OpenAI send checkout information for each conversation, and the logic for calculating price is different from the local calculation. (If you spent less tokens, OpenAI treats it to be maximum price, hypothetically). And local calculation could be getting all the tokens(sum) spent at each phase, calculate the price based on the total token number. This could create slight differences between real usage and the ChatDev's log.

To mitigate this issue, is it possible to change the local calculation to use the openai response instead? For example, creating a new cost_manager and use it to collect OpenAI call information, and set up a configuration to activate this cost_manager by user?

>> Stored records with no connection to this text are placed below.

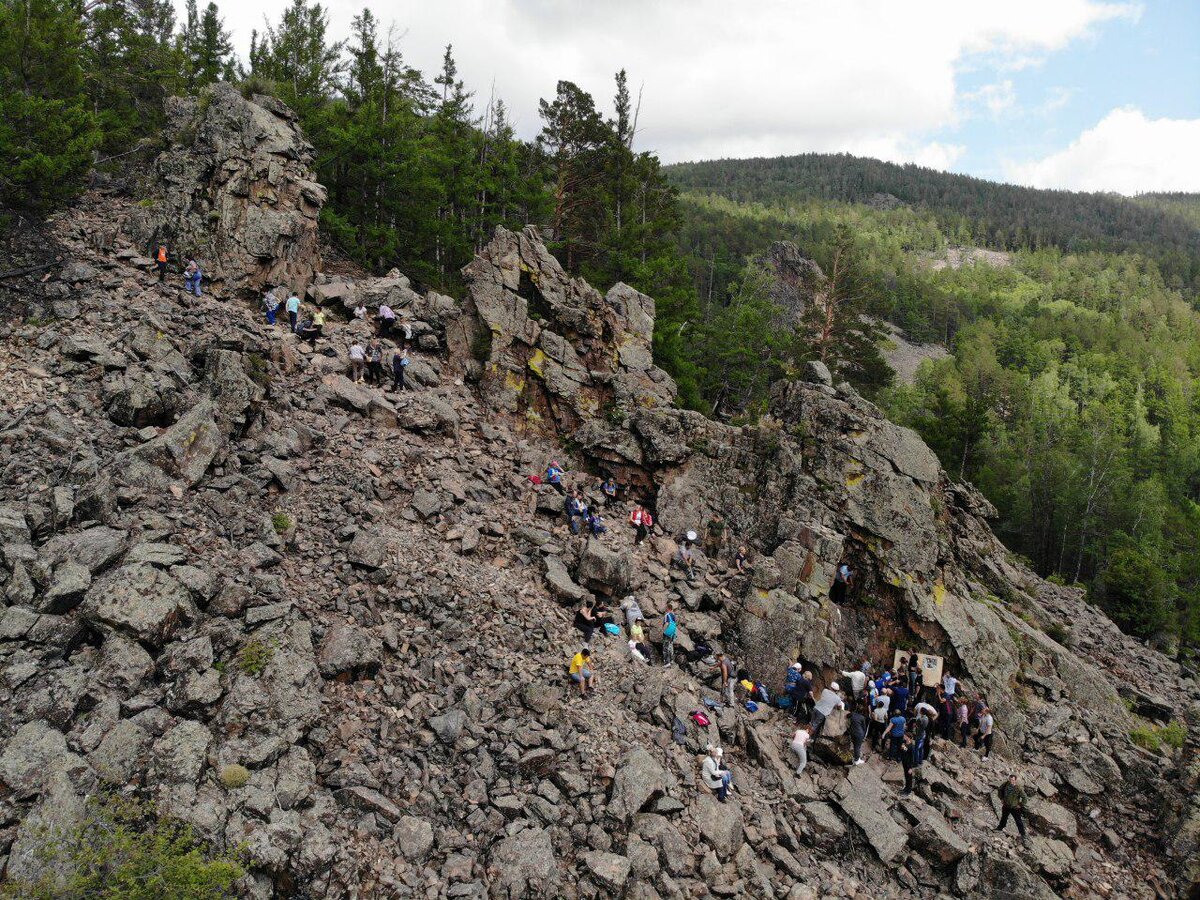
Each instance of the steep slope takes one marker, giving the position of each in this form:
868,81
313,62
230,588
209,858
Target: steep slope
217,550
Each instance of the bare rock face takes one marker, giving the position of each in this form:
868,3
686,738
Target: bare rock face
238,191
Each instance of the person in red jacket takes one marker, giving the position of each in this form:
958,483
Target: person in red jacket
642,521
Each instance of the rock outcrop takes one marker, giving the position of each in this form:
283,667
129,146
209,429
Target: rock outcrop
330,625
234,190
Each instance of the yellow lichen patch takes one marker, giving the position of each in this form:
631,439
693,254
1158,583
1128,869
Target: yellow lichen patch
535,364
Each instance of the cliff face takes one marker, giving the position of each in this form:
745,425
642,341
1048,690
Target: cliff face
217,550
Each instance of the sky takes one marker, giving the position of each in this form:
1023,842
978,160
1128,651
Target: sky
1086,95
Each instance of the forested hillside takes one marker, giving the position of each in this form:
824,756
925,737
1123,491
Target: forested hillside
1072,394
970,209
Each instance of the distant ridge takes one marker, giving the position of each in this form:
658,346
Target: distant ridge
1163,227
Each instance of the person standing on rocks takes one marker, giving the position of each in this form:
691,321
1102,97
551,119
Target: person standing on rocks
387,319
642,522
983,738
358,360
670,627
192,276
729,671
399,364
801,747
858,730
375,364
828,701
293,307
717,777
270,306
581,671
714,537
1012,803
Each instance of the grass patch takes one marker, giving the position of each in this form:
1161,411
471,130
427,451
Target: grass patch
255,657
123,851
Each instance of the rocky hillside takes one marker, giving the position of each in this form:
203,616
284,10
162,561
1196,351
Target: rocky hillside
219,551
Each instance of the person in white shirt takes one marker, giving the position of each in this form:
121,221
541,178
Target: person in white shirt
358,361
801,747
827,702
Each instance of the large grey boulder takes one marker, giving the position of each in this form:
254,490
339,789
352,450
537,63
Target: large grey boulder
141,600
522,865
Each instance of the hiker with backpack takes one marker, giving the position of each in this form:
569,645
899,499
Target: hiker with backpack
729,675
581,671
799,747
399,366
642,521
293,307
828,701
717,777
358,361
670,627
192,276
270,306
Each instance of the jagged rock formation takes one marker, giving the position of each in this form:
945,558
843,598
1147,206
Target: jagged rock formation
215,550
235,190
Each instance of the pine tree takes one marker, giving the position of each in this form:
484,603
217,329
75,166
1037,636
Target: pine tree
47,131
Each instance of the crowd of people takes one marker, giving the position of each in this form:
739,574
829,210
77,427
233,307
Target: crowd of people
898,713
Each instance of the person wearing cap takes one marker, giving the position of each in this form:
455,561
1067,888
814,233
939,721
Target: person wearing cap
1012,803
828,701
799,747
581,671
717,778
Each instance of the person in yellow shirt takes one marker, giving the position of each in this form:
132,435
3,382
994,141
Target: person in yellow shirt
581,671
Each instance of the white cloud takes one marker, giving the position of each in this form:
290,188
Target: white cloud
729,79
1126,153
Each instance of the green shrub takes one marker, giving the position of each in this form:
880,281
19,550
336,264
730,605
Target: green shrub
123,852
255,657
234,777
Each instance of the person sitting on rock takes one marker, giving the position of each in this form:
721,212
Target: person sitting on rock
1012,803
729,675
828,701
400,364
555,477
358,361
270,306
714,537
575,511
387,319
631,609
581,671
640,652
717,778
586,621
799,747
642,522
858,729
293,309
609,491
192,277
375,364
685,558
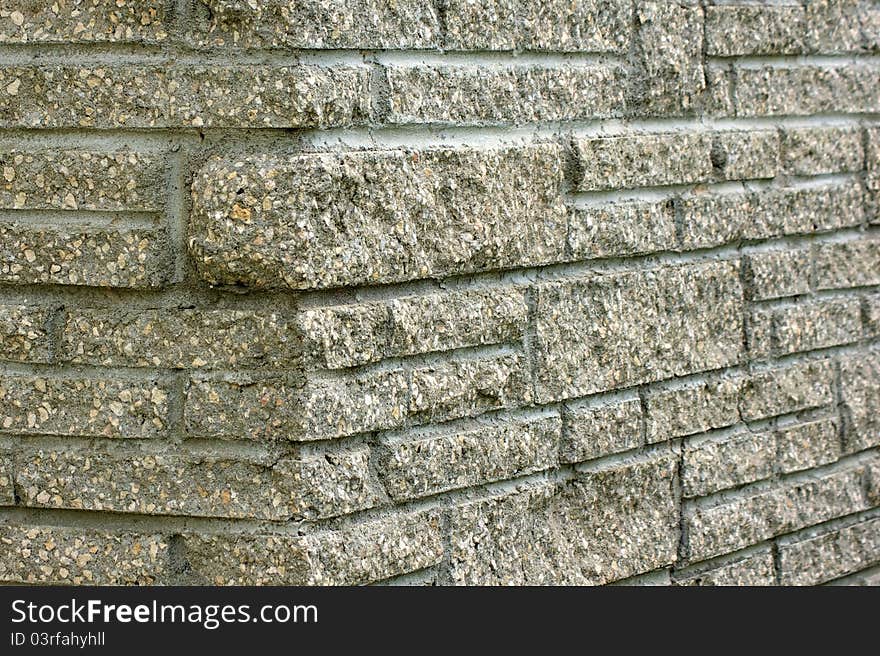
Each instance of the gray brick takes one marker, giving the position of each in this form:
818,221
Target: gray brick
593,431
830,555
432,464
642,327
395,216
602,526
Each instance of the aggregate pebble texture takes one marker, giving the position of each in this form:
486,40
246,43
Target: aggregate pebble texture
531,292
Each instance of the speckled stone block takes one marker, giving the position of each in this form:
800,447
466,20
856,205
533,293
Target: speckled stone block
602,526
395,216
555,25
99,406
787,389
355,24
368,552
777,273
691,408
179,338
812,560
430,464
756,570
816,151
596,430
25,333
147,96
95,257
620,229
457,95
82,180
772,509
85,21
203,486
860,393
58,555
623,329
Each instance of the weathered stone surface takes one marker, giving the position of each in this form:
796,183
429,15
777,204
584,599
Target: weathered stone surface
860,394
736,30
81,180
752,571
787,389
56,555
207,486
806,89
624,329
357,24
621,228
376,217
586,25
815,151
469,387
179,338
711,219
97,257
84,406
848,264
454,95
24,333
830,555
592,431
690,409
85,21
602,526
369,552
432,464
811,325
351,335
774,274
237,406
144,96
772,510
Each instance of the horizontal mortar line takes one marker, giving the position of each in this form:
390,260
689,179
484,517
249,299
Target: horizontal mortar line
748,490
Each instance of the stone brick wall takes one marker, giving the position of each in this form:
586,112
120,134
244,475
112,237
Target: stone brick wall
456,292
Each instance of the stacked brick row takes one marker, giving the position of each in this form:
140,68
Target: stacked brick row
469,293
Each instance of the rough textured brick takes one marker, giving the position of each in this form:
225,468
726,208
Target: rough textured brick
587,25
395,216
352,335
81,180
89,407
495,451
692,408
787,389
521,94
25,333
620,229
624,329
317,24
848,264
814,151
178,338
774,274
208,486
97,257
602,526
182,96
860,393
56,555
592,431
368,552
752,571
772,510
829,555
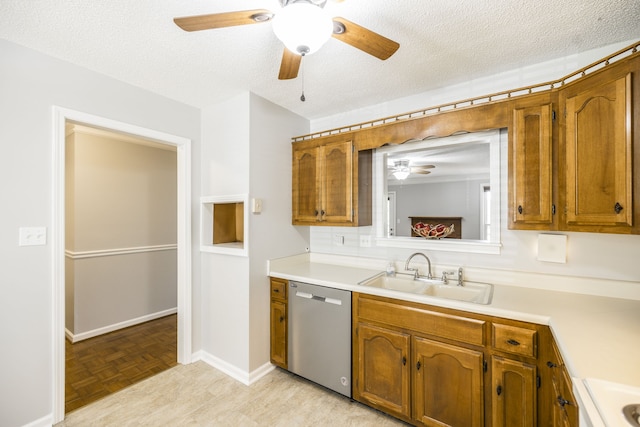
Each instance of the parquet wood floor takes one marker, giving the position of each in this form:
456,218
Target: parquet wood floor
105,364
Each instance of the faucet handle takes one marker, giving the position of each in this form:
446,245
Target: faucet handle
413,271
445,276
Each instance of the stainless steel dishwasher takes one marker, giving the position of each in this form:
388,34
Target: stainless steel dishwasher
320,335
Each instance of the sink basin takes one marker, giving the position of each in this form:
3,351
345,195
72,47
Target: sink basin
479,293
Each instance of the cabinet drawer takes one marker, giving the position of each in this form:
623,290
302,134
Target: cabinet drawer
422,320
279,289
513,339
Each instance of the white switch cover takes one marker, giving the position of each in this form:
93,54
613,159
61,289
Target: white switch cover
552,248
32,236
256,205
365,241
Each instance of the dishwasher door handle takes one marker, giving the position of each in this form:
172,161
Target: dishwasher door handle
328,300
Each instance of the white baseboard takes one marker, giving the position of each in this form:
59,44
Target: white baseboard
246,378
46,421
110,328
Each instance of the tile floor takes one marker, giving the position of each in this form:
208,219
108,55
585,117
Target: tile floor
200,395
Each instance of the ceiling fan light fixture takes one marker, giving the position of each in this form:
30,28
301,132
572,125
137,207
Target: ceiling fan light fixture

I'm trying to produce some log analysis for ChatDev, to compare with MetaGPT and gpt-engineer. There are some similar issues among these projects. It could help build better evaluation standards for each project, and propose better evaluation. Based on that, maybe seeking for a better way to improve the architecture using Agile development, for example.

This is just some ideas, might be incorrect and insufficient. No offensive. Thank you again for your help!

NA-Wen commented 3 months ago

Thank you for your suggestions! I see the concern with fluctuating model prices and potential output discrepancies. Your suggestion to use OpenAI's response for local calculation sounds promising. It will indeed offer more convenience for further evaluation. We'll incorporate this into our future development roadmap. Thanks again for your valuable suggestions. If you have any other advice, please don't hesitate to share and discuss with us.